Regulations specifically governing assisted living have grown rapidly. By 2000, twenty-nine states and the District of Columbia had a licensing category or statute using the term assisted living, and four other states were in the process of developing such regulations. By contrast, only twenty-two states had such regulations in 1998. However, assisted-living facilities are regulated in the other states under rules that may use other terms, such as residential care facilities or personal care homes.
In 2000, states reported a total of 32,886 licensed facilities with 795,391 units or beds, a 30 percent increase over 1998. However, information was not reported by all states. Assisted living has developed primarily as a private pay market. However, by mid-2000, thirty-eight states covered services in residential settings—under either assisted-living or board-and-care licensing categories—through Medicaid, and coverage was being planned in three other states plus the District of Columbia. While the number of states covering services in residential settings has grown, the number of beneficiaries served remains limited with about 60,000 people served, a 50 percent increase in two years. Over 36 percent of the units (or beds) are located in three states: California (136,719), Florida (77,292), and Pennsylvania (73,075). Since 1998, the number of licensed facilities has soared in Delaware (by 214 percent), Iowa (144 percent), New Jersey (139 percent), and Wisconsin (119 percent). Ten states reported growth in licensed facilities of between 40 percent and 100 percent in the past two years: Alaska, Arizona, Kansas, Indiana, Massachusetts, Minnesota, Nebraska, New York, South Dakota, and Texas.

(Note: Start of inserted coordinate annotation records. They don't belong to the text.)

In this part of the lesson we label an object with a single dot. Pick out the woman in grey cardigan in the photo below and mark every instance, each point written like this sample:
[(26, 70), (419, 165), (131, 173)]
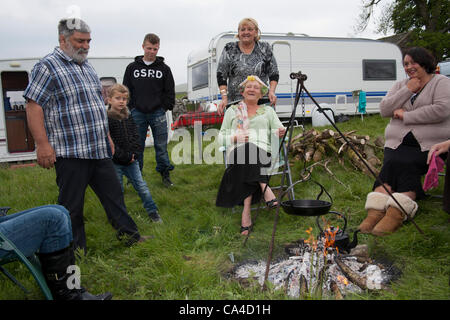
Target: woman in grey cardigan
[(419, 108)]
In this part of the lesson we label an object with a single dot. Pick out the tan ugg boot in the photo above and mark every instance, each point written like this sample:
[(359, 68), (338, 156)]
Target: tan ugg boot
[(376, 209), (394, 215)]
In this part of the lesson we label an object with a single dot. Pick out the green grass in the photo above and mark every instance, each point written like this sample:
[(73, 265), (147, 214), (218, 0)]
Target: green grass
[(189, 256)]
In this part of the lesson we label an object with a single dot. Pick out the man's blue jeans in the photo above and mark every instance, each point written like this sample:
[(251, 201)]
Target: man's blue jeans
[(134, 175), (158, 125), (44, 229)]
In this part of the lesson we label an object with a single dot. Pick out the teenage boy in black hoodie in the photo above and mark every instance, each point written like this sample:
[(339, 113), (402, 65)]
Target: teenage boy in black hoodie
[(152, 93)]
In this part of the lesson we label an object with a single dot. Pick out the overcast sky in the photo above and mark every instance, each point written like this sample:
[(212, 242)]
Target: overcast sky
[(29, 27)]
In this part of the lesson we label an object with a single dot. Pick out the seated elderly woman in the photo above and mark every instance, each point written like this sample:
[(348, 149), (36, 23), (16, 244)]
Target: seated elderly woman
[(419, 108), (247, 132)]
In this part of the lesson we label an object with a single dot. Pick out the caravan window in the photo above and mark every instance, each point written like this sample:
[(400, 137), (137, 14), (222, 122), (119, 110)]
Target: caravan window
[(379, 70), (200, 76)]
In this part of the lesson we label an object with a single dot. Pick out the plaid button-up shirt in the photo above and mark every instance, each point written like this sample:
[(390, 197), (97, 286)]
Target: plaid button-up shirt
[(74, 111)]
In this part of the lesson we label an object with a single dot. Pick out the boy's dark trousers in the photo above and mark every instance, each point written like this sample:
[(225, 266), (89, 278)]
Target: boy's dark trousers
[(73, 176)]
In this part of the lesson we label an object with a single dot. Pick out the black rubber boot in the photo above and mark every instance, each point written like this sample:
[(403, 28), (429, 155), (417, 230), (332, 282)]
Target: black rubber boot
[(54, 266)]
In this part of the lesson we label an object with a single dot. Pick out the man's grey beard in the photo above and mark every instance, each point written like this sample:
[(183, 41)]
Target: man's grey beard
[(79, 55)]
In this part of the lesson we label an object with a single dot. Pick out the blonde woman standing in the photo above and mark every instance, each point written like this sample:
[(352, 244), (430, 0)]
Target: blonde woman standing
[(247, 56)]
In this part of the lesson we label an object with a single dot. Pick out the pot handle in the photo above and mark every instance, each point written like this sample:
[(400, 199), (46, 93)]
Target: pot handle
[(322, 190), (337, 213)]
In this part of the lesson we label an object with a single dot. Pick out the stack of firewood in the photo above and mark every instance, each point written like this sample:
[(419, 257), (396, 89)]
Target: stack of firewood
[(314, 146)]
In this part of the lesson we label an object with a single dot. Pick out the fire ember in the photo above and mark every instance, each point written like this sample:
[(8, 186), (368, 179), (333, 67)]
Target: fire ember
[(316, 269)]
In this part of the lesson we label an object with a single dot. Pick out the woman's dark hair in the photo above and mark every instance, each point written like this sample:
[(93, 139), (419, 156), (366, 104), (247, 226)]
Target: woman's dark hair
[(423, 57)]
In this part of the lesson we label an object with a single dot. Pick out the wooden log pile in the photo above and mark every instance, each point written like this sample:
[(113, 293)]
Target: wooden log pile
[(313, 146)]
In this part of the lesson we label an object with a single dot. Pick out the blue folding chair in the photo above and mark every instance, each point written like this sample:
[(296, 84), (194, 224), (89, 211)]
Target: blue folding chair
[(32, 263)]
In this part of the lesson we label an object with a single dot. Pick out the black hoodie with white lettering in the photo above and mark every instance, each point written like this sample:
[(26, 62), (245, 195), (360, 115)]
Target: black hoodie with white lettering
[(151, 86)]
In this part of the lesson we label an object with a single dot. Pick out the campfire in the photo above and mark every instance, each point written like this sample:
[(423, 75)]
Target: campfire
[(315, 268)]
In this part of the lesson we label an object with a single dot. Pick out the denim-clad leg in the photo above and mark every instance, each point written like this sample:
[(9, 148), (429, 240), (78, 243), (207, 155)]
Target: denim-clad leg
[(43, 229), (158, 125), (134, 175), (142, 126)]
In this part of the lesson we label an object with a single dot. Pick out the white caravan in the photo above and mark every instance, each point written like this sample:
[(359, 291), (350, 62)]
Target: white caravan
[(16, 142), (336, 69)]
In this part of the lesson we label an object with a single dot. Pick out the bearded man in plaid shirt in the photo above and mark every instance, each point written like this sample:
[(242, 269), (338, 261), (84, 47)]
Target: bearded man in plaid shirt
[(67, 118)]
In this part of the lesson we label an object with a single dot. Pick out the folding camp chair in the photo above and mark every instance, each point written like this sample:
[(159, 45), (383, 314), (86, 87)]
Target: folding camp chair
[(276, 169), (32, 263)]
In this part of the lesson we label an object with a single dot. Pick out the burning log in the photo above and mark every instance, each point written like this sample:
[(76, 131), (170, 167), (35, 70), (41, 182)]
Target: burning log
[(359, 281), (335, 289), (314, 146), (303, 286)]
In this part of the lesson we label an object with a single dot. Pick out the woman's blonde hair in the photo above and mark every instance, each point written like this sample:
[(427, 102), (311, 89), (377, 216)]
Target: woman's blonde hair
[(117, 88), (250, 21)]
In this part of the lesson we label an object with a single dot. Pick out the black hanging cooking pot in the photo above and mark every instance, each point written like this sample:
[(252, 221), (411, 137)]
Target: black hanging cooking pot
[(307, 207)]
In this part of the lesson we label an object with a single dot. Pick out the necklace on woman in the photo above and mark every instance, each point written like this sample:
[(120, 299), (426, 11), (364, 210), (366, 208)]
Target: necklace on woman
[(246, 50)]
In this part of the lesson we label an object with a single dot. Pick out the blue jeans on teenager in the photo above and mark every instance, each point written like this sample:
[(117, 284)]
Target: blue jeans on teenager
[(134, 175), (43, 229), (158, 125)]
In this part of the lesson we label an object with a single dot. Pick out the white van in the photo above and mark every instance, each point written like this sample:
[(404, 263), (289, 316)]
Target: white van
[(335, 67), (16, 141)]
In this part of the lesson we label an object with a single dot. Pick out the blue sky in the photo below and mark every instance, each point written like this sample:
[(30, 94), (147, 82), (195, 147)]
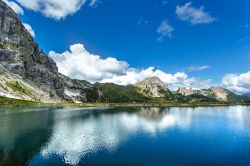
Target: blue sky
[(203, 39)]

Within the industry and among state officials, there is often a debate about where assisted living lies on a social-medical continuum. Hawes et al. found that some operators view assisted living as a nonmedical model (without RN staffing) that provides high privacy and low service. Others view it as a high-privacy/high-service model that offers a wide range of services, aging in place, and private units. Over half of all the facilities were considered low-privacy/low-service models that offered shared units and limited health services. The study also pointed out that many in the industry question whether privacy and service level were accurate variables to use in describing assisted living. The report concludes that there is no agreement at the operational level on what constitutes assisted living.
The Hawes report also examined whether facilities support aging in place, the ability to receive additional services as needs change. Fifty-four percent would not retain residents needing transfer assistance, 68 percent would not serve residents needing nursing care, and 55 percent would not retain people with severe cognitive impairment. Twenty-four percent of assisted-living residents received help with three or more activities of daily living (ADLs), compared to 84 percent of nursing-home residents. The authors note that these findings suggest that assisted living may not serve as a substitute for nursing-home care. However, in the absence of assisted living, it is likely that many residents with fewer ADL impairments would seek nursing home placement. The differences in impairment levels between residents of assisted-living facilities and nursing homes may in fact be due to the availability of assisted-living facilities to serve residents with relatively low needs.
Findings from Hawes et al. contrast with those from Mollica which indicate that 87 percent of state licensing agencies feel that assistedliving facilities are providing as high a level of care as allowed by regulation. Anecdotally, licensing-agency staff indicate that some facilities may be serving people longer than they should (based on their staff capacity and training), even though the level of need is consistent with what is allowed by regulation.
The 1999 U.S. General Accounting Office (GAO) study of assisted living in four states (California, Florida, Ohio, and Oregon) concluded that these facilities support aging in place. Seventy-five percent of facilities included in the report said that they admitted residents who have mild to moderate memory or judgment problems, are incontinent but can manage on their own or with some help, have a short-term need for nursing care, or need oxygen supplementation. However, this level of care may be limited since it implies that people with severe memory loss who need more than occasional assistance with incontinence or who need nursing services for longer periods would not be served.